A practical example: imagine wanting to collect statistics on all NFL players. Each team’s site has a different structure, normally requiring a specific scraper for each site. With Reworkd, simply providing the links and a description of the desired data allows the AI agents to handle the scraping process automatically.
Reworkd’s success has been facilitated by a $2.75 million funding round from investors like Paul Graham, AI Grant, SV Angel, General Catalyst, and Panache Ventures. This adds to a previous $1.25 million investment, bringing the total to $4 million.
Reworkd has hired Rohan Pandey as the principal researcher, a key figure residing in AGI House SF, a major AI innovation hub in the Bay Area. Pandey described Reworkd as a "universal API layer for the Internet," allowing structured access to data from nearly any website, even without specific markup.

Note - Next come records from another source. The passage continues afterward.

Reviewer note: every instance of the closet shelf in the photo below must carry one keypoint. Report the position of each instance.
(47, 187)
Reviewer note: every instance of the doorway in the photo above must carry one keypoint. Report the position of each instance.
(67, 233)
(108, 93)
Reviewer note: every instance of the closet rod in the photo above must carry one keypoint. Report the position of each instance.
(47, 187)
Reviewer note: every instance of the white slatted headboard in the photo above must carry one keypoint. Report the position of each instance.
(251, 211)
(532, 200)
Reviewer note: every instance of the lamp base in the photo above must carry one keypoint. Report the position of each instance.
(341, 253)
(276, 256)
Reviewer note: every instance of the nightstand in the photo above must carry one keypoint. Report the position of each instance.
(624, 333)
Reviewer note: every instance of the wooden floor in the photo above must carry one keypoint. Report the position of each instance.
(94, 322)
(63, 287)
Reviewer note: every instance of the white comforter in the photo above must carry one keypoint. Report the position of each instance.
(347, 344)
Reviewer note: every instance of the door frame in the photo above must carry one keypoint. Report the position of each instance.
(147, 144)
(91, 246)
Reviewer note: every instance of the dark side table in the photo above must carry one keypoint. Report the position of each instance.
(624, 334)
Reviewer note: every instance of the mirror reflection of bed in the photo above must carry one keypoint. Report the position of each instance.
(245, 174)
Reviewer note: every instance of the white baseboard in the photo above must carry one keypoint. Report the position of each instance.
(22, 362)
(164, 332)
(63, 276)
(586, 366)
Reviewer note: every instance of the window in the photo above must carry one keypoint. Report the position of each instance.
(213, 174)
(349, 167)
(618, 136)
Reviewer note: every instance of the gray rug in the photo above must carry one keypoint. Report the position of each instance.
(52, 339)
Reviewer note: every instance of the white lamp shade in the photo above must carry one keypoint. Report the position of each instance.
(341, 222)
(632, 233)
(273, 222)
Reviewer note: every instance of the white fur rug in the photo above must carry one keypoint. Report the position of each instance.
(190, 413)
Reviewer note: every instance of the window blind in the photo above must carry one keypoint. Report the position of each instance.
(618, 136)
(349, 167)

However, using web scrapers raises legal issues, particularly regarding the "public" nature of web data. Reworkd has chosen to avoid news content and work selectively with clients to minimize legal risks. The recent legal case where Bright Data won against Meta for scraping Facebook and Instagram profiles suggests that public data is generally considered accessible, but the legal landscape is still evolving.
Reworkd’s investors are optimistic about the company’s growth potential, noting that ongoing technological advancements in AI will help reduce costs and increase the efficiency of the scraping tools developed by the startup. Reworkd aims to keep costs competitive and improve the accuracy of its agents using frameworks like Banana-lyzer, which regularly assesses the scraping process’s accuracy.